To whom, then, will you liken me or make me equal?

Says the Holy One.  Lift up your eyes and see: who has created all this? He has ordered them as a starry host  and called them each by name. So mighty is his power, so great his strength, that not one of them is missing.  How can you say, O Jacob, how can you complain, O Israel, that your destiny is hidden from me, that your rights are ignored by Yahweh?

 Have you not known, have you not heard that Yahweh is an everlasting God, the Creator of the ends of the earth? He does not grow tired or weary, his knowledge is without limit.  He gives strength to the enfeebled, he gives vigor to the wearied.

 Youth may grow tired and faint, young men will stumble and fall,  but those who hope in Yahweh will renew their strength. They will soar as with eagle’s wings; they will run and not grow weary; they will walk and never tire.

 

Ps 103:1-2, 3-4, 8 & 10

O bless the Lord, my soul!

 

**** Gospel ****

Matthew 11:28-30

Come to me, all you who work hard and who carry heavy burdens and I will refresh you.   Take my yoke upon you and learn from me for I am gentle and humble of heart; and you will find rest.  For my yoke is good and my burden is light.”

 

Gospel Reflection

Who wonderful that on the day after we recognize the role of Mary in the Divine Drama of salvation we honor a simple saint, St. Juan Diego! We know him as the one to whom our Lady of Guadalupe appeared in 1531 to reveal her desire for a chapel on the hill of Tepeyak in her honor.

St. Juan Diego asked the Lady to tell who she was and she responded “I am the one who crushes the head of the serpent!” When the Lady of Guadalupe appeared to St.

Juan Diego there was at that time great bloodshed in the land as the Aztecs were offering infants in sacrifice to the their pagan gods, to the devil! The Virgin Mother, appeared as a “pregnant”madonna” to reveal the sacredness of the life in the womb of mothers.

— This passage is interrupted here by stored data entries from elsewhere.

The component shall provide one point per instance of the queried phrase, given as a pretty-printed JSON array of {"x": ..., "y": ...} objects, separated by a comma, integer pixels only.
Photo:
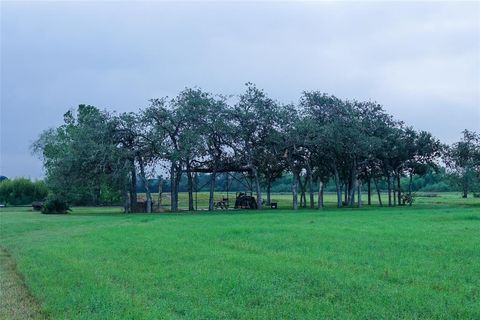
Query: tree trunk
[
  {"x": 410, "y": 189},
  {"x": 339, "y": 190},
  {"x": 353, "y": 189},
  {"x": 145, "y": 185},
  {"x": 258, "y": 190},
  {"x": 303, "y": 190},
  {"x": 190, "y": 189},
  {"x": 359, "y": 200},
  {"x": 312, "y": 192},
  {"x": 369, "y": 191},
  {"x": 269, "y": 186},
  {"x": 320, "y": 194},
  {"x": 160, "y": 192},
  {"x": 399, "y": 190},
  {"x": 133, "y": 186},
  {"x": 211, "y": 201},
  {"x": 346, "y": 194},
  {"x": 394, "y": 191},
  {"x": 295, "y": 190},
  {"x": 378, "y": 192},
  {"x": 389, "y": 184},
  {"x": 173, "y": 189},
  {"x": 127, "y": 203}
]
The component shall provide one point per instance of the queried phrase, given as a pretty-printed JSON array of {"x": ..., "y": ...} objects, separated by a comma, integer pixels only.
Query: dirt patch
[{"x": 16, "y": 301}]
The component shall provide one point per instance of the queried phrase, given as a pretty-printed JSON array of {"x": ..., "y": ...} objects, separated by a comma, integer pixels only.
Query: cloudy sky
[{"x": 421, "y": 60}]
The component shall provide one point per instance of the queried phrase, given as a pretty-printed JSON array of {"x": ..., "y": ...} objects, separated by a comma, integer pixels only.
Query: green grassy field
[{"x": 420, "y": 262}]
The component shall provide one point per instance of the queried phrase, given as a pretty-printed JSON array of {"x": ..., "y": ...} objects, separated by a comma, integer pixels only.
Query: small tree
[{"x": 463, "y": 161}]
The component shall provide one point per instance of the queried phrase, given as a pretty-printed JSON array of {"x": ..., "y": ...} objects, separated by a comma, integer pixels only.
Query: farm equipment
[{"x": 245, "y": 200}]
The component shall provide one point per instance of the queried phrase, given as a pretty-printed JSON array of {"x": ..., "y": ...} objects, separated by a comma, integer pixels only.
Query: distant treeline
[
  {"x": 432, "y": 181},
  {"x": 321, "y": 143}
]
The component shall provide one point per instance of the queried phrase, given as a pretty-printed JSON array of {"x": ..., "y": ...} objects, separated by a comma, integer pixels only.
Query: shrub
[
  {"x": 22, "y": 191},
  {"x": 55, "y": 205}
]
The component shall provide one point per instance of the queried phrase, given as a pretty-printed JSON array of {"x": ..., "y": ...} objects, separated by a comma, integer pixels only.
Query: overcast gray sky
[{"x": 421, "y": 60}]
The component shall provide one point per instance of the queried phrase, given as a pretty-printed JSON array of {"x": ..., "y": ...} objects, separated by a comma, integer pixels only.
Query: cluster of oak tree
[{"x": 353, "y": 144}]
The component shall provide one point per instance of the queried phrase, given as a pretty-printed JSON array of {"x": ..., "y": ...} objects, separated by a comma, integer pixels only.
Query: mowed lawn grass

She came to reveal her love for infants in the wombs of mothers! The native Aztecs were also victims of much injustice at that time. So our Lady of Guadalupe appeared to reveal to them that she was also their Mother.

She was inviting them as she invites us now in our own time of great needs as she says, with her Son Jesus, “Come to me all you who are weary and burdened and I will give you rest.”